Data Provenance: Making Data Explain Itself

The Problem

You’re pulling data from five different government APIs. Each has its own quirks: some suppress data below certain thresholds, some are missing entire regions, some have rate limits, some return zeros when they mean null.

You feed all this into calculations. Derived metrics, ratios, scores. Then you hand the results to a data scientist for validation.

They come back: “This number looks wrong.”

Okay… Which of the 37 data points is the problem? Was it a missing value that defaulted to zero? A suppressed value that should have triggered a fallback? An API error that got swallowed? A division by zero that got caught?
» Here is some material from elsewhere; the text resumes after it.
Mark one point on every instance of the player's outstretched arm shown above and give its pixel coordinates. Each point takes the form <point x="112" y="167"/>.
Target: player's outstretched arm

If you haven’t tracked provenance, you’re doing archaeology just to figure things out.

The Solution

We built a data container that carries its history with it. Every value knows:

Where it came from: Source API, endpoint, parameters
Whether it’s clean: Success, warning (used fallback), or error
What went wrong: Specific error codes if something failed
How it was derived: For calculated values, the formula and inputs

The core idea is a wrapper around values that accumulates metadata:

# Pseudocode

@dataclass
class DataPoint:
    value: Any
    source: str          # Human-readable source
    status: Status       # SUCCESS, WARNING, ERROR
    code: str            # Specific error/fallback code
    message: str         # Human-readable explanation

When you do operations on the data, it creates new metadata:

result = population / establishments
# result.source = "population / establishments"
# If establishments was 0: result.status = ERROR, result.code = "division_by_zero"
# If either input had a warning: result.status = WARNING

Errors and warnings bubble up. A calculation that depends on 10 inputs will reflect the worst status of any input.

Fallback Tracking

Government data is notoriously sparse. You request data for a specific region and industry classification, and it’s suppressed or missing. So you fall back to broader categories.
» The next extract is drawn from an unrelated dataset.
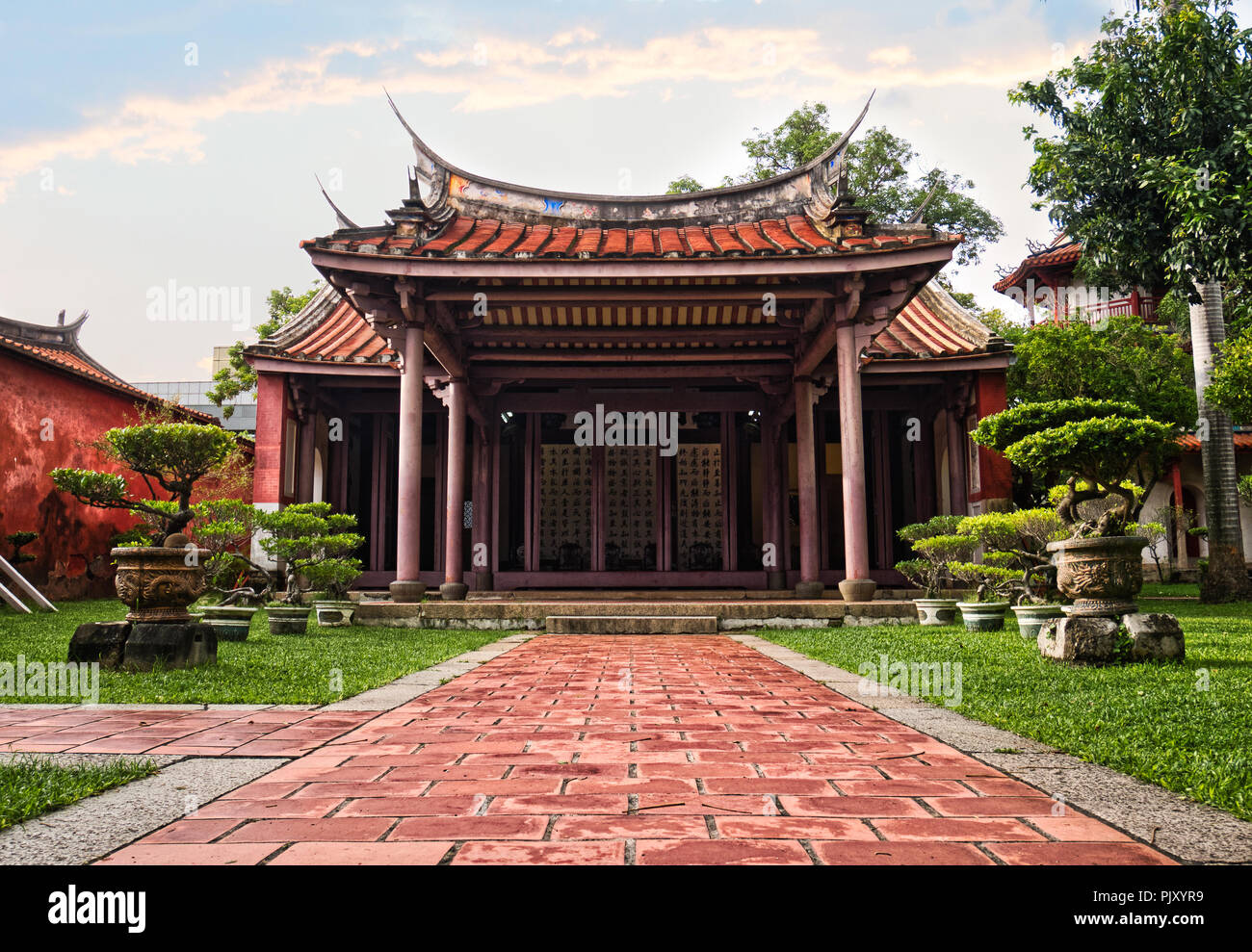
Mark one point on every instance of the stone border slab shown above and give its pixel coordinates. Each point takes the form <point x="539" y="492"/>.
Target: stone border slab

The data container tracks this:

# Requested: NAICS 541511 (Custom Computer Programming) in Specific County
# Returned: NAICS 5415 (Computer Systems Design) at State level

value.code = "fallback.geographic_and_naics"
value.message = "Used state-level data with broader industry classification"
value.status = WARNING  # It's still usable, but flagged

Now when someone asks “why does this market look weird?” you can see immediately: it’s using aggregated data because the specific data was unavailable.

Safe Arithmetic

Division by zero is the classic case, but there are others:

Missing dependencies in calculations
Invalid input types
Numeric overflow
NaN propagation

Instead of throwing exceptions or silently returning garbage, operations return error-status DataPoints:

def __truediv__(self, other):
    if other.value == 0:
        return DataPoint.error(
            code="division_by_zero",
            message=f"Cannot divide {self.value} by zero",
            source=f"{self.source} / {other.source}"
        )
    # ... normal division

The calculation continues, the error is recorded, and downstream code can decide how to handle it.

Visualizing Results

For validation, we exported results to a spreadsheet with conditional formatting:

Green: Clean data, successful calculation
Yellow: Data with fallbacks or warnings
Red: Errors, missing values, calculation failures

A data scientist could scan a sheet and immediately see: “Row 47 is yellow because the establishment count used state-level fallback. Row 52 is red because the API returned no data for that region.”

This turned multi-hour debugging sessions into five-minute visual scans. Is that the most efficient debugging step? No, it’s not, but it was much quicker to set up than a fully automated testing suite, especially when we didn’t know what could go wrong yet.

What Prompted This

We didn’t design this upfront. We started with basic error handling: try/except blocks, logging statements, default values for missing data.

Then the debugging started. “Where did this zero come from?” “Why is this null?” “Which API call failed?”

The logs and error handling wasn’t localized - it was scattered across the entire codebase. Every function had its own approach to reporting problems. Nothing composed.

Building provenance into the data primitive consolidated all of that. One pattern, consistently applied, automatically propagating through every calculation.

When To Use This Pattern

This is worth the overhead when:

Multiple data sources with different reliability characteristics
Complex calculations where any input might be bad
Human validation is part of the workflow
Debugging requires tracing values back to their origin
Fallback logic that needs to be visible, not hidden

It’s probably overkill for simple pipelines with trusted data sources.

The Payoff

When the data scientist says “this number looks wrong,” the response is:

“Click the cell. The comment shows: source is BLS QCEW, calculated as payroll divided by establishments, establishments value used state-level geographic fallback. Let me check if the state-level establishment count makes sense for this analysis.”

That’s not magic. That’s just data that remembers where it came from.